Researchers used old blue prints of traps used more than 80 years ago to design the one they use in the Cathlamet Channel. The trap is a series of pilings and nets starting at the high water mark on shore and continuing out into deeper water. Fish are passively funneled from the shore to what is called the “lead,” which is perpendicular to the shore, through a maze of net walls and compartments.

“The first of these compartments, the ‘heart’, is positioned at the outside end of the lead and is V-shaped, with the apex pointing upstream. Fish are naturally guided by the shape of the heart and their desire to move upstream through the apex of the V-shaped compartment to what is known as the ‘tunnel,’” the report says. “The tunnel is conical in shape with a wide entrance and a very narrow outlet; it guides fish further upstream to the ‘pot’ and tends to prevent most fish from returning backward to the heart. Once in the pot—a rectangular compartment that can be blocked at both the upstream and downstream ends—salmon are effectively entrapped.
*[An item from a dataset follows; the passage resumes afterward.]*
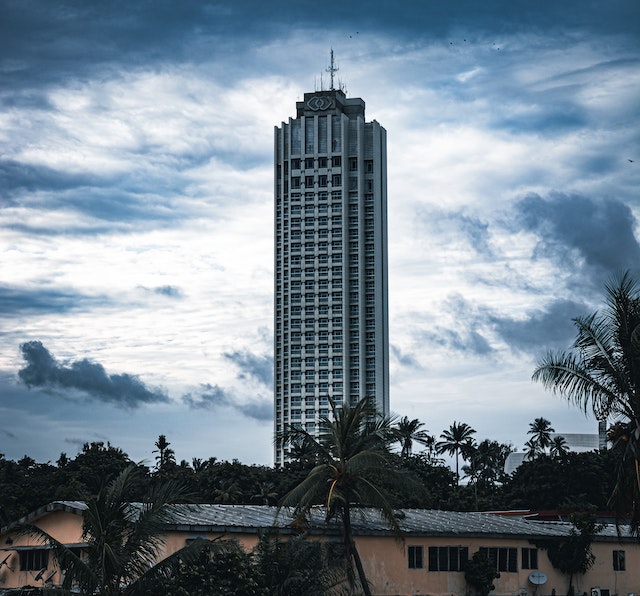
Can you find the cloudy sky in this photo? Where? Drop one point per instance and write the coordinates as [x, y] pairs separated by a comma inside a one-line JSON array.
[[136, 206]]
The pot acts as a holding pen for fish that are removed from the containment ‘spiller’.”

After fishing for 30 days from Aug. 25 to Sept. 29, 2016, the pound net captured 2,144 salmonids and 2,135 of those were released unharmed or 99.58 percent of the catch.
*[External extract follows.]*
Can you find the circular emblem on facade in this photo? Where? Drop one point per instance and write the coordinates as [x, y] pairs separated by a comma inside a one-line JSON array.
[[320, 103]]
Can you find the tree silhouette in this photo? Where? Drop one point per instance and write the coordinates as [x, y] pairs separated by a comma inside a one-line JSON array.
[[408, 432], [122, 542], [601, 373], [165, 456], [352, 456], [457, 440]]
The pound net outperformed both beach and purse seines on daily catch, with over 70 fish, while beach seine daily catch was about 45 and purse seine catch about 15 fish.

In 2017, fishing from Aug. 26 to Sept. 29, catch skyrocketed with 7,129 fish trapped and a mean daily catch of 215 fish, Tuohy said.

The highest percentage of the catch was coho, with chinook a close second, followed by steelhead. Post release survival for chinook was 99.6 percent and 94 percent for steelhead.

Tuohy concluded that fish traps are efficient, have a high post release survival and are a viable alternative for the commercial fishery.

There is still work to do. Make the gear legal, for one, but also figure out how commercial fishers can use a fish trap and make it profitable. After all, gillnetters are single person businesses and a fish trap would require something like a co-op for the gillnetters to participate.

For 2018, Tuohy said the project will focus on spring chinook and shad. It’s a way to reduce the impact of the invasive fish, he said of the shad, but would require the development of new markets.